Débat : Un accusé aux Assises malgré les résultats d’expertises psychiatriques

En janvier 2019, l'accusé avait pris le train à Toulouse avec deux pistolets à plombs chargés, pour se rendre à Colombes au domicile d'un homme sur lequel il avait ouvert le feu à plusieurs reprises, le blessant légèrement.

A l'origine de cette tentative, un triangle amoureux "fantasmé" de la part de l'accusé, qui est diagnostiqué schizophrène, avait révélé l'enquête.

Trois expertises psychiatriques avaient alors toutes conclu à l'irresponsabilité pénale de l'accusé.

Mais la chambre de l'instruction a jugé en mai 2021 que le comportement de l'accusé révélait "une détermination, une préparation, une conscience de violer la loi" et "un ancrage dans le réel peu compatible avec une abolition totale du discernement" et ordonné son renvoi devant une cour d'assises.

Depuis le début du procès mardi, les experts-psychiatres ont confirmé à la barre leur diagnostic : les actes de l'accusé répondent à une "logique délirante" résultant de sa pathologie et nécessitent son placement en hôpital psychiatrique plutôt qu'en prison.

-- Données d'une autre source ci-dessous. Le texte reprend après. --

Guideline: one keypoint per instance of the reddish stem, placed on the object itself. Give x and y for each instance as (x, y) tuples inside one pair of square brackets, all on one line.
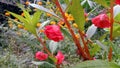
[(71, 31), (111, 19), (45, 48), (110, 54), (85, 44)]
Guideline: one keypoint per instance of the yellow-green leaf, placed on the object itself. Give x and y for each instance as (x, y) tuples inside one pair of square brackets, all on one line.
[(36, 17), (102, 2), (22, 19), (78, 13)]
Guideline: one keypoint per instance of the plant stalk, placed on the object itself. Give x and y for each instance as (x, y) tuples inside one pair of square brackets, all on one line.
[(85, 44), (71, 31), (111, 19)]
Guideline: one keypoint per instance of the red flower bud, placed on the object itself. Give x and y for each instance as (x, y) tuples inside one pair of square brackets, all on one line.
[(41, 56), (101, 21), (117, 2), (53, 32), (60, 57)]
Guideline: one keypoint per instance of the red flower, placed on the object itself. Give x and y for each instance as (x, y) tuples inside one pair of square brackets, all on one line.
[(41, 56), (53, 32), (60, 57), (117, 1), (101, 21)]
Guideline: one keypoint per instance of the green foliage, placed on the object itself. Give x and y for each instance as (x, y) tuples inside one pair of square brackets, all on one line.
[(95, 49), (78, 13), (116, 31), (43, 64), (102, 2), (96, 64)]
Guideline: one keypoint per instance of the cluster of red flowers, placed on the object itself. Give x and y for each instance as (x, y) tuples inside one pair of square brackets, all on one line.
[(42, 56), (101, 21), (53, 33)]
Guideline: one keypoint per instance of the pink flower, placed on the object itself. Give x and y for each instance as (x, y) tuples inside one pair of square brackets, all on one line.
[(101, 21), (60, 57), (41, 56), (117, 2), (53, 32)]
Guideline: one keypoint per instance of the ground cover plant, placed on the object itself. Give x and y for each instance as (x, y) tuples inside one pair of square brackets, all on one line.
[(62, 34)]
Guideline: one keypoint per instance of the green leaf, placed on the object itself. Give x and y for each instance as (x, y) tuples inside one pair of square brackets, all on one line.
[(102, 2), (36, 17), (78, 13), (96, 64), (116, 31), (43, 64), (66, 1), (27, 25), (66, 33), (53, 46), (117, 18), (44, 9)]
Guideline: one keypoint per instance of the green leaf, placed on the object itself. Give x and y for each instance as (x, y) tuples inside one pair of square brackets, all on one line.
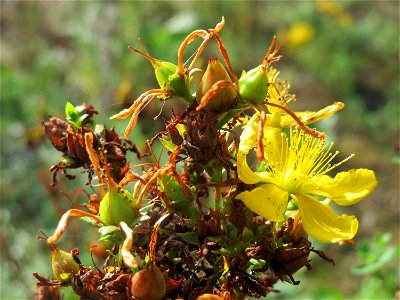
[(65, 276), (106, 230), (72, 114), (189, 237), (168, 144)]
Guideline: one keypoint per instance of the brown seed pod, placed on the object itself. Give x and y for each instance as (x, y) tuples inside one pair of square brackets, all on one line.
[(148, 284)]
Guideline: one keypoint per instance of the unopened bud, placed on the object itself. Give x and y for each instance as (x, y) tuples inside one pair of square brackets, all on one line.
[(253, 85), (117, 206), (63, 264), (225, 97)]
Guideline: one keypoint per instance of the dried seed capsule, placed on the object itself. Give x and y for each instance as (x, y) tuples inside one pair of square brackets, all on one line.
[(148, 284), (117, 206), (225, 96), (63, 264), (253, 85)]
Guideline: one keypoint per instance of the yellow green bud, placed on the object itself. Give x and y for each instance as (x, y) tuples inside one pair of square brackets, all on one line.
[(117, 206), (225, 97), (63, 264), (148, 284), (163, 71), (253, 85)]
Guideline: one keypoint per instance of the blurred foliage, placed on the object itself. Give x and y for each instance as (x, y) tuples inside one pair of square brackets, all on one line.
[(53, 52)]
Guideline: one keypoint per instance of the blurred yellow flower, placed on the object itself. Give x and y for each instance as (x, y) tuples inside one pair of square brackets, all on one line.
[(296, 168), (299, 34)]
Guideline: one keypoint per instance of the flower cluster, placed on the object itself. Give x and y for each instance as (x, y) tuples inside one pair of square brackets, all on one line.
[(229, 214)]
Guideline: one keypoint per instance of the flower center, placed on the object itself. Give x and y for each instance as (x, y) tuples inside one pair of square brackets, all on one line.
[(298, 161)]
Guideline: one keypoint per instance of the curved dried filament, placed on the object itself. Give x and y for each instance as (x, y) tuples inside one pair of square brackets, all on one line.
[(212, 33), (95, 160), (260, 147), (129, 177), (127, 257), (301, 125), (62, 224), (137, 107), (225, 56), (271, 57), (190, 38)]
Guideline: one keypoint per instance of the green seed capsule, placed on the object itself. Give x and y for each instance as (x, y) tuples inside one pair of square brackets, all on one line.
[(117, 206), (63, 265), (225, 97), (253, 85), (163, 71)]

"Le libre-arbitre (de l'accusé) était totalement effondré au moment des faits", a résumé l'un d'eux, le Dr Jean-Charles Pascal.

 Lors de sa plaidoirie, l'avocat des parties civiles, Me Julien Zanatta, a regretté les "carences" des experts et insisté sur les "actes préparatoires" qui ont, à ses yeux, caractérisé la préméditation de l'accusé et, de fait, sa responsabilité pénale.

"C'est la première fois dans les annales judiciaires que je vois une personne dont quatre experts ont établi l'irresponsabilité pénale renvoyée devant une cour d'assises"

A l'inverse, l'avocat général s'est lui fondé sur l'avis des psychiatres pour requérir l'irresponsabilité de l'accusé. Il a toutefois ajouté qu'il "comprendrait tout à fait" que les jurés prennent simplement en compte "l'altération du discernement" en fixant sa peine.

Dans ce cas, il a souhaité que la cour prononce une peine réduite de quinze ans de réclusion au vu des troubles mentaux "évidents" de l'accusé, qui a reconnu les faits.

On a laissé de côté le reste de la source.